HOUSTON (UPI) – A one-time U.S. Marine hero who fought his way through the jungles of Bougainville alongside the famed war dog Caesar was found dead in his parked car here Wednesday [May 11, 1960].

He was Rufus Mayo, about 39, of Montgomery, Ala. He had been living in Houston several months.

Dr. Joseph A. Jachimczyk, Harris County pathologist, said the cause of death was acute alcoholism.

Mayo served with the Second Raider Battalion during World War II and was the handler of the German Shepherd known as Caesar.

The canine was the first war dog to be wounded in combat.

The dog saved Mayo’s life shortly after the Marine Corps invasion of Bougainville when a Japanese soldier attempted to sneak up on the sleeping Marine.

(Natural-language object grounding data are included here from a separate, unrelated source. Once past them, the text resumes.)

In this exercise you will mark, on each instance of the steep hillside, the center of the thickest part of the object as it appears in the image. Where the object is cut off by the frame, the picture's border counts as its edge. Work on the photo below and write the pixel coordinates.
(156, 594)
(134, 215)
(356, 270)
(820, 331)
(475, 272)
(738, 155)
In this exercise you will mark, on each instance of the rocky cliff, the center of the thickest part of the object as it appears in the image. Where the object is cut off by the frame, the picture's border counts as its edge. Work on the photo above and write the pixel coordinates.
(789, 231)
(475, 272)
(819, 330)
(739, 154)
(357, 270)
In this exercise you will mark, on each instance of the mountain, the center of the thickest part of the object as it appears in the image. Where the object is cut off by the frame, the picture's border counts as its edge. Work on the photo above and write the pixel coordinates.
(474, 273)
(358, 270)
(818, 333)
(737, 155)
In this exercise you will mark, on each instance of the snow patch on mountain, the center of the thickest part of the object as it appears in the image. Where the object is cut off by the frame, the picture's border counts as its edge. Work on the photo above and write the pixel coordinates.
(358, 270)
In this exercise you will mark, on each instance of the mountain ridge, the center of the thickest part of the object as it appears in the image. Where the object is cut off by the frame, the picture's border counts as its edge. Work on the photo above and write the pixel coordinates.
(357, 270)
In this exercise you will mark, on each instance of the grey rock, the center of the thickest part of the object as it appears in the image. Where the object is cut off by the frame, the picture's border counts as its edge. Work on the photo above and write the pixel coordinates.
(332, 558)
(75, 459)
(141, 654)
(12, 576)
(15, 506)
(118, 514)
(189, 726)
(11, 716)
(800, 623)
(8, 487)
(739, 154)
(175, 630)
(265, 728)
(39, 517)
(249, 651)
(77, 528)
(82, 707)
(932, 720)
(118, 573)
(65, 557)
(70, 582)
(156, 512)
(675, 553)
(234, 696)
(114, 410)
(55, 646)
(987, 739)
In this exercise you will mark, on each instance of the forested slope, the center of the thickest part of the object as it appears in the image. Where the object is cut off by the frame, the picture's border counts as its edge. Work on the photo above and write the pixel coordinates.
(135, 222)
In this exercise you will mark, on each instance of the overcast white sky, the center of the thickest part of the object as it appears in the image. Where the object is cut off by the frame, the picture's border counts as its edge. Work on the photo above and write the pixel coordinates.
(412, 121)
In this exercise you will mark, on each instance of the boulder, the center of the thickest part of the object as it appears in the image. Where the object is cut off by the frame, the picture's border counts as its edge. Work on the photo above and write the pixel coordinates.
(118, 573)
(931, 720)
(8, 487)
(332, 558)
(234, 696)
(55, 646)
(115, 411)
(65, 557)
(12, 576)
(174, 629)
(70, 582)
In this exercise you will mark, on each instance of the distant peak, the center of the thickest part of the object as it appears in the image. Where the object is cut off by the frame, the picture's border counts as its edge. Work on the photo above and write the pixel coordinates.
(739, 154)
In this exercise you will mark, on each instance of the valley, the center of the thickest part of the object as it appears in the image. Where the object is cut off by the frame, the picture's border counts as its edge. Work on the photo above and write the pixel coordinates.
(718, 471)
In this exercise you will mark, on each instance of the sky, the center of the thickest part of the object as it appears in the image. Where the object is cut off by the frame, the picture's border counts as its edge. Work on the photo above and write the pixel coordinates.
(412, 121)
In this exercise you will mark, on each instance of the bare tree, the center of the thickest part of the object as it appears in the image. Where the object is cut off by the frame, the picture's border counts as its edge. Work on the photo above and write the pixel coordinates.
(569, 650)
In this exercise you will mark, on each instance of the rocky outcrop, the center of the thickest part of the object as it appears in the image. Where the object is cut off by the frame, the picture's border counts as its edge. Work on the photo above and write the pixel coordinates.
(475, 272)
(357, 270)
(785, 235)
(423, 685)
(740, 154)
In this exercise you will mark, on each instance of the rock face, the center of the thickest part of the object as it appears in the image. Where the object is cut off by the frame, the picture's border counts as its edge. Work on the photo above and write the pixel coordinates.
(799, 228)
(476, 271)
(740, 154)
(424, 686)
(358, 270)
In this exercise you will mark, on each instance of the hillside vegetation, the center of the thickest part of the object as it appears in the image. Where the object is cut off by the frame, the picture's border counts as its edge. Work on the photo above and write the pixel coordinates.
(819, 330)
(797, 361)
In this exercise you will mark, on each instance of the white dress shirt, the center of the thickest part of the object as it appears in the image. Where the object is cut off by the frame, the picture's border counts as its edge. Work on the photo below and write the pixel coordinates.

Mayo, according to news reports published shortly afterwards, killed the attacking Japanese and slew a sniper who wounded Caesar.

Police said Mayo had been working at odd jobs in Houston and wasn’t employed at the time of his death.

Mayo enlisted in the Marines on Dec. 16, 1941. He was assigned as a handler attached to the First Marine Dog Platoon.

By 1943 he was a veteran of the fighting in the Pacific.

During the time he was in the Marines his mother–who funeral home workers say is dead—kept an elaborate scrapbook of newspaper clippings on the war, her son and his dog.

The scrapbook was found in the home of one of Mayo’s friends, funeral home workers said.

The scrapbook gave no indication of what happened to Caesar after the war.

Dick C. Vogle of Houston told police he and Mayo drank together Tuesday night. Vogle said he left Mayo sleeping in the back seat of the ex-Marine’s car.

When the auto was still in front of Vogle’s house Wednesday morning, he investigated and found Mayo dead.

Mayo’s survivors include a brother, Leonard Mayo of Slidell, La., and a sister, Mrs. Gertrude Farmer of Montgomery, Ala.